Ende des Zweiten Weltkriegs «Wir sind nicht allein» – Deutschland feiert die Befreiung

dpa/tafi

8.5.2020

Lange sahen die Deutschen den 8. Mai 1945 als Tag der Niederlage. Doch 1985 stellte der damalige Bundespräsident von Weizsäcker klar: Es war ein Tag der Befreiung. Für Deutschland ist der 75. Jahrestag des Endes des Zweiten Weltkrieges ungewöhnlich.

Deutschland gedenkt an diesem Freitag des Endes des Zweiten Weltkriegs und der Befreiung vom Nationalsozialismus vor 75 Jahren. In Berlin, wo der Tag heute einmalig ein gesetzlicher Feiertag ist, würdigen die Spitzen der deutschen Verfassungsorgane den 8. Mai als Tag der Befreiung.

Am Ende wird es ein fast schon einsames Gedenken der fünf höchsten Repräsentanten des deutschen Staates. Deutschland müsse an diesem Tag allein gedenken, sagt Steinmeier später. «Aber: Wir sind nicht allein! Das ist die glückliche Botschaft des heutigen Tages!»

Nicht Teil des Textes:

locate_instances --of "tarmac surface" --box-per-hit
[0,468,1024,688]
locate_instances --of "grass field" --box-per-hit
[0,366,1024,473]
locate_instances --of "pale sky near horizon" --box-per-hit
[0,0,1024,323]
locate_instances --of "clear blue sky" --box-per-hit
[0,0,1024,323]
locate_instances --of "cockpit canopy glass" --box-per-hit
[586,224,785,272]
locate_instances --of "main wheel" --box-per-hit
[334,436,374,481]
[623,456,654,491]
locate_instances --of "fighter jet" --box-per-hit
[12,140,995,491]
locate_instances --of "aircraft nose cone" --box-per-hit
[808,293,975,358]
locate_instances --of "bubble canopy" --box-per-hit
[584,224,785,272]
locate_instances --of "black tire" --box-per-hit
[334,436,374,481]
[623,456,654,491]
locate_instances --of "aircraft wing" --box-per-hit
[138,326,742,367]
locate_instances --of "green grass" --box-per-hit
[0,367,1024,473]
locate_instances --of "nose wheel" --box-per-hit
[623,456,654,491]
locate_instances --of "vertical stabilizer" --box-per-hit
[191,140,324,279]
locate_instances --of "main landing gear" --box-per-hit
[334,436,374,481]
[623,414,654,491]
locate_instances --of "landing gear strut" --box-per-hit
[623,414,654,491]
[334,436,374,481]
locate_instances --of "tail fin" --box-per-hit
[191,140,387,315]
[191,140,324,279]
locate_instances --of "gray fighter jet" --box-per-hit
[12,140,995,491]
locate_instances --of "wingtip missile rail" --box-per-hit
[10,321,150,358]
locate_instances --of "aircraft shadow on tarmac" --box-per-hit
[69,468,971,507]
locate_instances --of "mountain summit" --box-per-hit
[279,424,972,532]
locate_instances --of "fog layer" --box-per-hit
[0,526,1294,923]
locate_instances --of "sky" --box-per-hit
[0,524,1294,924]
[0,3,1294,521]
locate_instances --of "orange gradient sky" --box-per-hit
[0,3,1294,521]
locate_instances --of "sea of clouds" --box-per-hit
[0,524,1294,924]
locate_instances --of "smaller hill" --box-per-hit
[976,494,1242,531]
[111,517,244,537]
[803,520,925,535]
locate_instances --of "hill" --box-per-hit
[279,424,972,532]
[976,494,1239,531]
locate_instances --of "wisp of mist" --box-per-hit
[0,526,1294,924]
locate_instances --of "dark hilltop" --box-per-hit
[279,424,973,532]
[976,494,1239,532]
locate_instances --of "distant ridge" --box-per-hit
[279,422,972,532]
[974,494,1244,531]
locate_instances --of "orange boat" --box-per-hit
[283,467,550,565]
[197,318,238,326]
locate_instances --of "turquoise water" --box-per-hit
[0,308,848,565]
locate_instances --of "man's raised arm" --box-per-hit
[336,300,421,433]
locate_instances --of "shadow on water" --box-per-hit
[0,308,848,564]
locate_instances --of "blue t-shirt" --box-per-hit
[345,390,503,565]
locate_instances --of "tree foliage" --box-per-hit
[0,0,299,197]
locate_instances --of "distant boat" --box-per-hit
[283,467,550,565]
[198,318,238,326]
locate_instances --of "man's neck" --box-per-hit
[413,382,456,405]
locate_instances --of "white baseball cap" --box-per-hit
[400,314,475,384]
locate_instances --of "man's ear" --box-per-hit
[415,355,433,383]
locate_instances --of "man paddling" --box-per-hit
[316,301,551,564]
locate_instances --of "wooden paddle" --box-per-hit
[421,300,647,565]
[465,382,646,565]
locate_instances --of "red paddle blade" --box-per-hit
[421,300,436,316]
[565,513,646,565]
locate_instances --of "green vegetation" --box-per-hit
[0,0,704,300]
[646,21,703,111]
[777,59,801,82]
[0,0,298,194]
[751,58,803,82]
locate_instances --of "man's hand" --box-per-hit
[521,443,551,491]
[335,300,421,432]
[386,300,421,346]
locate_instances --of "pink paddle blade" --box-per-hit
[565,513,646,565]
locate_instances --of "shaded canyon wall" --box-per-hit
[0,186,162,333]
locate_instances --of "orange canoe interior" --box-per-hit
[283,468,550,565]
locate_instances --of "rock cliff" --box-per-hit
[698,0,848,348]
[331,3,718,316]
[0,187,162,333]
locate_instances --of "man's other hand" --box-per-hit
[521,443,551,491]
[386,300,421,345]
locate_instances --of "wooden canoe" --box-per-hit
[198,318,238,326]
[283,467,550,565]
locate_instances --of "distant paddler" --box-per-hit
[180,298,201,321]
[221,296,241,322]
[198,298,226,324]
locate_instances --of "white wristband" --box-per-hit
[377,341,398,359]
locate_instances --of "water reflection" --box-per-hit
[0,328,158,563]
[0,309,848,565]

Um 12 Uhr fahren die gepanzerten Wagen vor der Neuen Wache am Boulevard Unter den Linden in Berlin vor. Die zentrale Gedenkstätte der Bundesrepublik für die Opfer von Krieg und Gewaltherrschaft ist weiträumig abgesperrt. Kein anderes Auto ist auf der sonst stark befahrenen Strasse unterwegs, kein Fussgänger ist zu sehen. 

«Man kann dieses Land nur mit gebrochenem Herzen lieben»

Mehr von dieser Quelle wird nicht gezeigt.